Gegen die Ersatzstimme, die zum Tragen kommen soll, falls die bevorzugte Partei an der Fünf-Prozent-Hürde scheitert, hatte der Senat den Grundsatz der Unmittelbarkeit der Wahl angeführt. "Unserer Ansicht nach zielt die Unmittelbarkeit darauf, den Wählerwillen nicht zu verfälschen, wie es etwas durch den Einsatz von Wahlmännern geschehen könnte", erläutert Michael Efler, Vertrauensperson des Volksbegehrens. Dieser Vorwurf sei im Zusammenhang mit dem vorgeschlagenen Wahlrecht absurd. Nach dem Entwurf des Bündnisses sollen die Wähler selbst bestimmen können, welcher Partei ihre Ersatzstimmen zu Gute kommen. "Nach dem derzeitigen Wahlrecht werden die Stimmen kleinerer Parteien bei der Sitzverteilung den etablierten zugeschlagen werden. Die Wähler, deren Partei an der Hürde scheitert, können also bisher nicht entscheiden, wer von ihren Stimmen profitieren soll - und das wollen wir ändern", so Efler.
Gegen Wahlkreise mit drei bis sieben direkt gewählten Abgeordneten hatte der Senat eingewandt, dass sie nicht mit der sogenannten Grundmandatsklausel vereinbar seien. Die Klausel besagt, dass eine Partei - unabhängig vom Erreichen der Prozent-Hürde - ins Parlament kommt, wenn sie ein Wahlkreis-Mandat gewonnen hat. Der Senat befürchtet nun, dass diese Hürde mit den von "Mehr Demokratie beim Wählen" vorgeschlagenen Mehrmandatswahlkreisen zu leicht zu überspringen sei.
"Bei genauer Betrachtung können diese Befürchtungen entkräftet werden", sagt Vertrauensperson Martin Wilke, der den Wahlrechts-Entwurf maßgeblich mit entwickelt hat. "In den momentanen Einer-Wahlkreisen kann ein Kandidat bereits mit 28-Prozent der Stimmen gewinnen, da nur eine relative Mehrheit nötig ist. In Wahlkreisen mit drei Mandaten bräuchte man immer noch 25 Prozent der Wählerstimmen, um ein Mandat zu erhalten." Zudem wäre ein Dreier-Wahlkreis dreimal so groß wie ein Einer-Wahlkreis. Über die Anzahl der Mandate in den neuen Wahlkreisen soll nach dem Vorschlag des Bündnisses der Senat entscheiden.

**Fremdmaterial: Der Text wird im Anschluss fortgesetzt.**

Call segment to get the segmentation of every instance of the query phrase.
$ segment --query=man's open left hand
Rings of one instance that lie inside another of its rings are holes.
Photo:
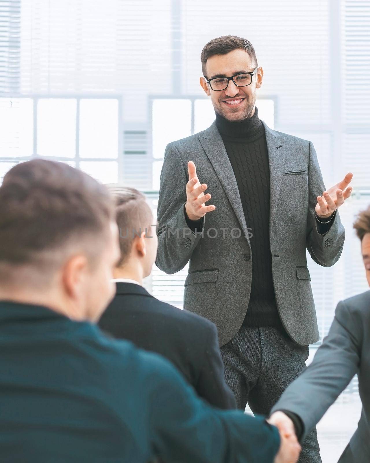
[[[321,196],[318,196],[315,210],[319,217],[326,218],[332,215],[351,196],[352,187],[349,187],[353,174],[348,172],[341,181],[324,191]]]

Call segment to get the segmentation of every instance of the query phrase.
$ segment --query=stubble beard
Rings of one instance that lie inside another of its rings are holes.
[[[226,108],[224,109],[222,107],[222,101],[220,101],[218,102],[217,107],[215,105],[213,105],[215,112],[217,113],[219,116],[221,116],[227,120],[230,121],[230,122],[240,122],[246,119],[248,119],[252,115],[253,108],[254,107],[254,104],[256,102],[256,98],[255,97],[253,98],[252,100],[250,100],[248,95],[240,98],[245,98],[247,100],[246,106],[242,111],[240,111],[239,108],[233,107],[230,107],[230,110],[227,111]],[[235,99],[237,100],[237,97],[235,97]],[[232,119],[229,119],[228,116],[230,114],[239,114],[239,117],[233,117]]]

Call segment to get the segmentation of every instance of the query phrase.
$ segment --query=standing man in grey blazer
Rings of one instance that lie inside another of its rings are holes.
[[[268,414],[319,339],[306,250],[325,267],[339,258],[352,175],[326,190],[312,143],[259,119],[248,41],[211,40],[201,60],[216,120],[166,147],[156,263],[171,274],[190,262],[185,308],[217,326],[238,407]],[[303,444],[301,463],[321,461],[315,429]]]
[[[353,225],[361,243],[370,286],[370,206]],[[358,375],[362,411],[358,426],[340,463],[370,461],[370,291],[339,302],[328,335],[308,368],[289,386],[272,409],[270,421],[301,440]],[[284,413],[282,411],[284,411]],[[288,415],[288,416],[287,416]]]

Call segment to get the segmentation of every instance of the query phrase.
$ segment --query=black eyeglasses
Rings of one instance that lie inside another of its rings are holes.
[[[252,83],[252,78],[256,74],[258,68],[255,68],[252,72],[241,72],[231,77],[214,77],[207,79],[207,81],[213,90],[219,92],[227,88],[228,83],[232,81],[237,87],[247,87]]]

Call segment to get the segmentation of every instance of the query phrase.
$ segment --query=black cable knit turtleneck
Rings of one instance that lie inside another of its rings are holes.
[[[255,108],[251,118],[230,122],[216,114],[216,124],[234,172],[250,238],[251,295],[244,324],[280,325],[270,247],[270,167],[265,128]]]
[[[270,166],[265,127],[255,108],[251,118],[230,122],[216,113],[216,124],[225,145],[239,190],[247,226],[253,234],[252,277],[248,310],[243,324],[265,326],[281,325],[275,297],[270,247]],[[194,232],[202,228],[202,219],[191,220]],[[316,222],[319,233],[331,226],[331,216]]]

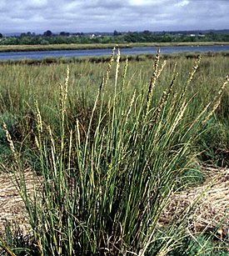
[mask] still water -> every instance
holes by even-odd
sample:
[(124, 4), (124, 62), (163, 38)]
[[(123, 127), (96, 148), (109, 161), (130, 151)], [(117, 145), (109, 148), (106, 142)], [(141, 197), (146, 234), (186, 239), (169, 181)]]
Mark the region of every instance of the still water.
[[(229, 45), (217, 46), (181, 46), (181, 47), (161, 47), (162, 53), (206, 53), (206, 52), (226, 52), (229, 51)], [(45, 58), (71, 58), (71, 57), (93, 57), (106, 56), (111, 54), (111, 49), (92, 49), (92, 50), (57, 50), (57, 51), (41, 51), (41, 52), (11, 52), (0, 53), (0, 60), (7, 59), (42, 59)], [(132, 48), (121, 48), (122, 54), (136, 55), (143, 53), (156, 53), (157, 48), (144, 47)]]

Die Bedenken des Senats, dass über die Mehrmandats-Wahlkreise solche Parteien ins Parlament kommen, die eigentlich an der Fünf-Prozent-Hürde scheitern würden, lässt sich auch am Beispiel Hamburgs entkräften, wo ebenfalls in Mehrmandats-Wahlkreisen gewählt wird. "Der FDP, die bei den letzten Wahlen die Fünf-Prozent-Hürde knapp verfehlte, ist es in keinem Mehrmandatswahlkreis gelungen, ein Mandat zu erringen", erklärt Wilke. Die Hamburger Wahlkreise funktionieren zwar etwas anders als die von uns vorgesehenen. "Tatsächlich wäre es in Hamburg aber sogar leichter, ein Mandat zu bekommen, als nach dem Berliner Vorschlag."
Obwohl die Initiatoren des Wahlrechts-Volksbegehrens die Kritik des Senats für unbegründet halten, ist noch nicht sicher, ob sie klagen wollen. "Wir werden nichts überstürzen und zunächst die schriftliche Stellungnahme des Senats genau prüfen", so Efler.